Neurosurgery, though, is basic to "level six" intensive care; that needed to train staff in advanced intensive care, advanced anaesthesia and for some surgical specialties like heart surgery. If it is moved from Dunedin, the flow-on effects for services at the hospital, for medical school training and for medical staff recruitment are stark and frightening.

As Dunedin School of Medicine dean Dr John Adams said this month, the loss of neurology has the potential to affect the whole teaching environment.

The service deals with about 350 patients a year, including scheduled surgery and, most significantly, emergency treatment. In accident situations, for example, it is a very long way from Te Anau or Invercargill to Christchurch, even by helicopter, when half an hour can be crucial to survival.

Many patients, too, might not actually need immediate neurosurgery but they might need to go north to be examined just in case. While Dunedin's emergency department medical specialists are skilled and dedicated, they are not neurosurgeons.

How much less satisfying it would be for them and more dangerous for patients if the injured or ill were flown straight to Christchurch, or just "patched up" and sent along. When Prof Martin Pollock retired as neurology clinical practice leader at Dunedin Hospital in 1998 he laid out the issue bluntly: people would die unnecessarily if the unit was downsized or closed.

Recruitment difficulties to what is seen as an outpost like Dunedin will always be raised as a reason for centralising clinicians in Christchurch, where they are likely to have more collegial support and undertake more complex cases.

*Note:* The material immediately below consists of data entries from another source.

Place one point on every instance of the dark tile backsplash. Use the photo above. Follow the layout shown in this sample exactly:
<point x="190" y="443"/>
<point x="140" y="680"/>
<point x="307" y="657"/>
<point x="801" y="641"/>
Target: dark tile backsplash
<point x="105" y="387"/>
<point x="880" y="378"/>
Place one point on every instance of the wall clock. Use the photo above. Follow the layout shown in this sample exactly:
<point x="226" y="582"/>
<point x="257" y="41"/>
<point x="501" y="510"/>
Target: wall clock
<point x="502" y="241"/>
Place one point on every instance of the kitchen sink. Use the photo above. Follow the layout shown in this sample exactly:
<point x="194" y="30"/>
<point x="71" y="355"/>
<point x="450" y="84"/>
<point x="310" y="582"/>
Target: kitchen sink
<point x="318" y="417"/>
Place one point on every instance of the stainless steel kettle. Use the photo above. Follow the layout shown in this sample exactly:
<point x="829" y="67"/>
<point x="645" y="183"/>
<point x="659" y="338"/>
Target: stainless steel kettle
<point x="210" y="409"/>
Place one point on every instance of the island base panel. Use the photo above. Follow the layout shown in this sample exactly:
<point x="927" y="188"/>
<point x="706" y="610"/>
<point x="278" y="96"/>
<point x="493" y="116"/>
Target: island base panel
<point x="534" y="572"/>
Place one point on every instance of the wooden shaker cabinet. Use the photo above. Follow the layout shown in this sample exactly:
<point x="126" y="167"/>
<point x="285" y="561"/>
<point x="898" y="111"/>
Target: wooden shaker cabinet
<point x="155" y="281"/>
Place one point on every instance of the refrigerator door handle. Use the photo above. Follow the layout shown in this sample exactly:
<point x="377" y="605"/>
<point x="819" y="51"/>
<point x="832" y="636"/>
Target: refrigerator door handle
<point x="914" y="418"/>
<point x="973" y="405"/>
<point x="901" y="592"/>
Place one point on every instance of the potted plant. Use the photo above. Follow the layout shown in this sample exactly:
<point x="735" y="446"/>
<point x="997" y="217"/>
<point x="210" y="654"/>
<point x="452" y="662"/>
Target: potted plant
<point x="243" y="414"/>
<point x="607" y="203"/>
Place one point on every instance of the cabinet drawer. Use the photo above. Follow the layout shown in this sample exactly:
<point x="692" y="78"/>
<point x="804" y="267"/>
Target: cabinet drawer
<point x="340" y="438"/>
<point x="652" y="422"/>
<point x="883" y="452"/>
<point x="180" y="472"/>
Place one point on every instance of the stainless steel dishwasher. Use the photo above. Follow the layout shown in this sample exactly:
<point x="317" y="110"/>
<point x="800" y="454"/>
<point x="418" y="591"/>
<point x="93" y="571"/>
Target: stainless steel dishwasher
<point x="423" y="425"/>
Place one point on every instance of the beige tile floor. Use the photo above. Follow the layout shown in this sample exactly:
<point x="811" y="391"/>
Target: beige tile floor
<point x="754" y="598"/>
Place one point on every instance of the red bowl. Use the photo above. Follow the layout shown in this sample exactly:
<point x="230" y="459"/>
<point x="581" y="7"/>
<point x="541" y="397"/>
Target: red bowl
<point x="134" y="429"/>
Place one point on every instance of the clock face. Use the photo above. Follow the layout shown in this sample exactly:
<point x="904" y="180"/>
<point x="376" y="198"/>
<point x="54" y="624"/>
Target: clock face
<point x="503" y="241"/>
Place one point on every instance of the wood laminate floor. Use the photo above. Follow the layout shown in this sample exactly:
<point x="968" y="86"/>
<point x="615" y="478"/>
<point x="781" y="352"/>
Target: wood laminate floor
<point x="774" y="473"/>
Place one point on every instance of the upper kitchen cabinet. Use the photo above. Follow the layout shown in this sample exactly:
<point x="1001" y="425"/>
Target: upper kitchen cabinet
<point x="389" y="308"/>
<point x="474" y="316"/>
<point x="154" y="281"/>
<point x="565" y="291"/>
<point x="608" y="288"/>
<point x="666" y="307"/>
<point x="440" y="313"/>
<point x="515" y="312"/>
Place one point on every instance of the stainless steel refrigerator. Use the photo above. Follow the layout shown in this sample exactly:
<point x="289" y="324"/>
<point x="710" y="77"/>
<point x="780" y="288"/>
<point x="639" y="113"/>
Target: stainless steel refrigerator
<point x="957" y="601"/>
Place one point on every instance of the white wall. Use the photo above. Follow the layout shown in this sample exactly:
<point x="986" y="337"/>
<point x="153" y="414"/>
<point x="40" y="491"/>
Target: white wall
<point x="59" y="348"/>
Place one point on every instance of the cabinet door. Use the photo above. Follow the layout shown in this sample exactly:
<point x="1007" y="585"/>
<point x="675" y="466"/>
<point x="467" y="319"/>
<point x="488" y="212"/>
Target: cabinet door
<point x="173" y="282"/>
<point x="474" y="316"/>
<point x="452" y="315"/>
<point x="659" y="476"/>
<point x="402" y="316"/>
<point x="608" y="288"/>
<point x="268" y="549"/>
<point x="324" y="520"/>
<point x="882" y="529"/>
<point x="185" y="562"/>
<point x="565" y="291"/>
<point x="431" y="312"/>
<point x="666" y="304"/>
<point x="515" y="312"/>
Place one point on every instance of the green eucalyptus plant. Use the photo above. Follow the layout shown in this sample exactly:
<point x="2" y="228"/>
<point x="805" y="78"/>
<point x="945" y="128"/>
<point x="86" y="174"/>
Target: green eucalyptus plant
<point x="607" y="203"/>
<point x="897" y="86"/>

Dunedin, indeed, has had difficulties staffing neurology - in part exacerbated by the uncertainly over the service itself - relying at different times on locums or Christchurch support. On that basis, however, Invercargill would be stripped of most of its surgical and advanced medical services and Southland patients would have to shift far more often to the bigger centres.

While it makes clinical and financial sense to concentrate "super-specialties" in one or two New Zealand hospitals, neurology is fundamental to a tertiary hospital like Dunedin.

Every few years - it happened in 1998, 2000, 2003 and 2006 - the matter is raised and sometimes a fight to save the service has to be waged. The community so far has rallied in different ways, most spectacularly in 1981.

When the Government backed down on a promise to buy a new neurology body scanner, a public appeal raised more than $2 million, also funding other hospital upgrades. Hopefully, public outrage and a public outcry is not required in 2010 and sense can prevail.

But because it is usually much easier to apply pressure before a decision is made - no-one must be seen to back down - efforts should be being stepped up now. When a meeting on the issue convenes in Dunedin, planned for the next few weeks, the city's emphatic position much be clear.

Hopefully, too, even while the decision-making process continues, influential citizens such as the mayor, the city chief executive and the university vice-chancellor, are keeping up to date with what is happening and, in various ways, emphasising the importance of neurosurgery to the city, the South and the medical school.

And, hopefully, the correct recommendations can be made and the wider populace does not have to fight again for a service so essential to the South.